Sin embargo, el lenguaje ambiguo de la declaración, como no podía ser de otra manera, evidencia que la parte más importante del trabajo está aún por hacer y que esta coyuntura de distensión puede revertirse rápidamente. Lo que hemos contemplado es un punto de partida, cuyos resultados finales son todavía inciertos, pero potencialmente muy beneficiosos para el conjunto de la comunidad internacional. La desnuclearización verificable, completa e irreversible de Corea del Norte supondría un fuerte espaldarazo para el régimen de no proliferación nuclear, que es uno de los pilares del sistema de seguridad internacional. La firma de un tratado de paz que pusiera fin a la Guerra de Corea y la normalización de relaciones entre Pyongyang y Washington mejorarían sustancialmente la seguridad de la zona y su desarrollo económico, pero llegar hasta ahí no va a ser fácil.
Aún dando por descontada la colaboración de otros actores clave como Corea del Sur y China, está por ver qué incentivos pueden persuadir a Kim Jong-un para renunciar completamente a un programa nuclear que le ha resultado tan costoso económicamente y en el que también ha invertido un enorme capital político.

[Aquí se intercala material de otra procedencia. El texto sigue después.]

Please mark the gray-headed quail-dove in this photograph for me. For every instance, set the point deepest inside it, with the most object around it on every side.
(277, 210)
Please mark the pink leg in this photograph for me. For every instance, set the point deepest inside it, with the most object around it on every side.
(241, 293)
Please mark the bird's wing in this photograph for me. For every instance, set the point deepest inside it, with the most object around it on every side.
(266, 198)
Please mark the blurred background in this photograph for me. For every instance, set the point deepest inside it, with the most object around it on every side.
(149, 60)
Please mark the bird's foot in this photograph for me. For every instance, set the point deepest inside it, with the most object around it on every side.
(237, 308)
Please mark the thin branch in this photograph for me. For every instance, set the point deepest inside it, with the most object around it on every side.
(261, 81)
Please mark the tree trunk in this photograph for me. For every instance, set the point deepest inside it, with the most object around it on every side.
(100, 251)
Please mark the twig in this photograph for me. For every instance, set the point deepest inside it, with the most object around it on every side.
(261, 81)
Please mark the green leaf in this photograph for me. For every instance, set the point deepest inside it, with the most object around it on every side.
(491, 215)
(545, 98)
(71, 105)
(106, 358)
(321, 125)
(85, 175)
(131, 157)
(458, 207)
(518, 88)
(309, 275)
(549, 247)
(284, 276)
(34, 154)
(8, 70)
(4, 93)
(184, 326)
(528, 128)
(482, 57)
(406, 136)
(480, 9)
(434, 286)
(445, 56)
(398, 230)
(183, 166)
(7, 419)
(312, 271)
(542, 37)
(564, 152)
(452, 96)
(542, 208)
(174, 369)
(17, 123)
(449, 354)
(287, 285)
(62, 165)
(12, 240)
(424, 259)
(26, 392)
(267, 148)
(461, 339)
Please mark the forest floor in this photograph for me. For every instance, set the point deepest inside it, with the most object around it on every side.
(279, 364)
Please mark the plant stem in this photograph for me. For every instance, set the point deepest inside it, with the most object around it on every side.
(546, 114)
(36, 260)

Hasta el momento su mayor logro, a ojo de los militares y de la población, ha sido convertir a su país en una potencia nuclear. De ahí que parezca necesario poner sobre la mesa algo más que las garantías de seguridad externas que estarían dispuestos a ofrecer Estados Unidos, China, y Rusia, si Pyongyang renuncia a su programa nuclear militar. Puede que el reconocimiento diplomático que Donald Trump está dispuesto a ofrecerle, normalizando las relaciones e invitándole a Estados Unidos y visitando Pyongyang si las negociaciones avanzaran positivamente, más las promesas internacionales de financiación sean suficientes. Pero sigue siendo muy posible que Kim no esté dispuesto a desnuclearizar su país si esto no se acompaña de un logro mayor para él, que lo situase a un nivel equiparable al de su abuelo. Un acuerdo de magnitudes históricas, como la reunificación con el sur en forma de confederación y/o la retirada de las tropas estadounidenses de la península coreana, haría mucho más factible que se pudieran alcanzar los objetivos que se han fijado en la Cumbre de Singapur.
Seamos pues moderadamente optimistas. La cumbre ha abierto un proceso diplomático que puede poner fin al último vestigio de la Guerra Fría y contribuir de manera sustantiva a la seguridad internacional y a la prosperidad de la península coreana, pero también puede quedar en nada. No sería la primera oportunidad perdida por estos dos países para encontrarse. Continuará.